Shakespeare Preferred Beauty Marks, Says Greenblatt
CHICKASHA -- What would William Shakespeare find beautiful? Physical marks of distinction, said Dr. Stephen Greenblatt, Shakespeare scholar and literary critic. The Pulitzer prize finalist and New York Times bestselling author of " Will in the World" addressed an audience of approximately 350 at the University of Science and Arts earlier this month.
Contrary to his contemporary audience, Greenblatt surmised, Shakespeare likely saw wrinkles, moles, and physical features as things of beauty.
" Shakespeare's most intense celebrations of beauty repeatedly violate the featurelessness that is his period's cultural ideal," Greenblatt said. " And from this violation comes an emergence into identity, distinct, peculiar and unique, an emergence that characterizes not only the poet but also the dark lady (in Sonnet 147) and the other figures of paradoxical beauty in his works. Their description is not more detailed than that of the normative beauties -- to be dark is no more singular than to be fair -- but the departure from the norm itself acts out individuation."
Dr.

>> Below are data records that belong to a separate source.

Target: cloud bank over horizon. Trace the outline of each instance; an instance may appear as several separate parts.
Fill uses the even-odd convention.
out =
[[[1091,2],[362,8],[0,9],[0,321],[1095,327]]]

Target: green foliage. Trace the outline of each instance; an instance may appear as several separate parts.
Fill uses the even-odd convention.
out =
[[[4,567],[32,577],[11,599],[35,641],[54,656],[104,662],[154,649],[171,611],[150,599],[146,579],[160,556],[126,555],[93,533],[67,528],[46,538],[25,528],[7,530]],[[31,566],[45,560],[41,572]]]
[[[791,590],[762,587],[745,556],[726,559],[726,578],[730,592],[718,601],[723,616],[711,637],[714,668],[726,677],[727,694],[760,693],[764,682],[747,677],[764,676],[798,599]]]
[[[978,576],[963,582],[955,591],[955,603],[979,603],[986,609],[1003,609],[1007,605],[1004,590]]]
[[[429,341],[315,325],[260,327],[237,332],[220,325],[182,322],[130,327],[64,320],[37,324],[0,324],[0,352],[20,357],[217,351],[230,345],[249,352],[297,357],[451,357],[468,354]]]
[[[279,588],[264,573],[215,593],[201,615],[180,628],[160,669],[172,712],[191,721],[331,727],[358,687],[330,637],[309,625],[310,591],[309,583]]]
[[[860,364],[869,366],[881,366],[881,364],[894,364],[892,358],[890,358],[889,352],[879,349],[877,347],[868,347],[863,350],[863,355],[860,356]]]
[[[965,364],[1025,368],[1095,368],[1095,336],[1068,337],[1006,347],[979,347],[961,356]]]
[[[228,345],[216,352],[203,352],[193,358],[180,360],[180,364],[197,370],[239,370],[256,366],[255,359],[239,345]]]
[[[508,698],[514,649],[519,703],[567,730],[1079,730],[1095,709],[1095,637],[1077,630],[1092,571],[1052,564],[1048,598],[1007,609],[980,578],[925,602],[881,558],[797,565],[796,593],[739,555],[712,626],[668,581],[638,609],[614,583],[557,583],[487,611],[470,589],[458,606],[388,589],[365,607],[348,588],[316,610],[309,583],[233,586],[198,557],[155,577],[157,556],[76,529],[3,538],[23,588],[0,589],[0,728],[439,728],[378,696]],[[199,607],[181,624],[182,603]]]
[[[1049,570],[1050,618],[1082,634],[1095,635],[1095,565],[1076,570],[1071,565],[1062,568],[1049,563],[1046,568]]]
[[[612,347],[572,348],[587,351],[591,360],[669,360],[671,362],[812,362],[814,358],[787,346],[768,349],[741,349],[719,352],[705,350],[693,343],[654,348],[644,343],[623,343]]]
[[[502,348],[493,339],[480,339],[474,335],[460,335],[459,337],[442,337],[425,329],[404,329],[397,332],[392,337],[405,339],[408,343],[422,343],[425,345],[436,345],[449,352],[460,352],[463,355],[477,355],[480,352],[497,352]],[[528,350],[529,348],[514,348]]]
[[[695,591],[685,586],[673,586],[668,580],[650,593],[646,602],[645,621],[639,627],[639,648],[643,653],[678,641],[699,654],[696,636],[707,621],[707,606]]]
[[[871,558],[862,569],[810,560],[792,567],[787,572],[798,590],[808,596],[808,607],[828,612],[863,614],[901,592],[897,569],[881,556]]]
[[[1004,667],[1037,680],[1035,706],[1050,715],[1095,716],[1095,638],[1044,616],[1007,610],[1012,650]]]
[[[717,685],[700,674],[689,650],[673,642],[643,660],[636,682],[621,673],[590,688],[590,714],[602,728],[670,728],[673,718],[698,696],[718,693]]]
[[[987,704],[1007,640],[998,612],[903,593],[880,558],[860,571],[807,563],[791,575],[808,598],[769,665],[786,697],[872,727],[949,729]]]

John Bruce, associate professor of language and literature, found Greenblatt's lecture, entitled, " Shakespearean Beauty Marks," to be relevant both culturally and within the university's mission.
" Stephen Greenblatt's brilliant lecture on Shakespeare's concept of beauty was an interdisciplinary tour de force," Bruce said, " incorporating material from Shakespeare's plays and sonnets as well as a contextual cultural backdrop involving art history, architecture, theology and philosophy. Greenblatt's approach, which essentially argues that culture is a text, was ideally suited to match with the interdisciplinary core values of USAO."
According to Greenblatt, Shakespeare's contemporaries preferred an Elizabethan type of beauty, flawless and indistinctive, that is reflected in the unmarred faces in the works of European Renaissance artists.
" Those (flawless) features, as literary and art historians have shown, had a virtually programmatic personality," Greenblatt said. " In the wake of Petrarch and Boccaccio, Renaissance poets and painters established an ideal canon of beauty, with each individual detail, from earlobes to feet, scrupulously diagrammed and catalogued.
" Of course, gifted artists understood that beauty could not mechanically be reproduced -- the full effect would depend on such qualities as vagheeza, leggiadria and grazia. But the celebration of an elusive, inimitable lightness of being did not inhibit them from taking pleasure in the form of blazon, the descriptive enumeration of each of the parts that formed a perfect beauty."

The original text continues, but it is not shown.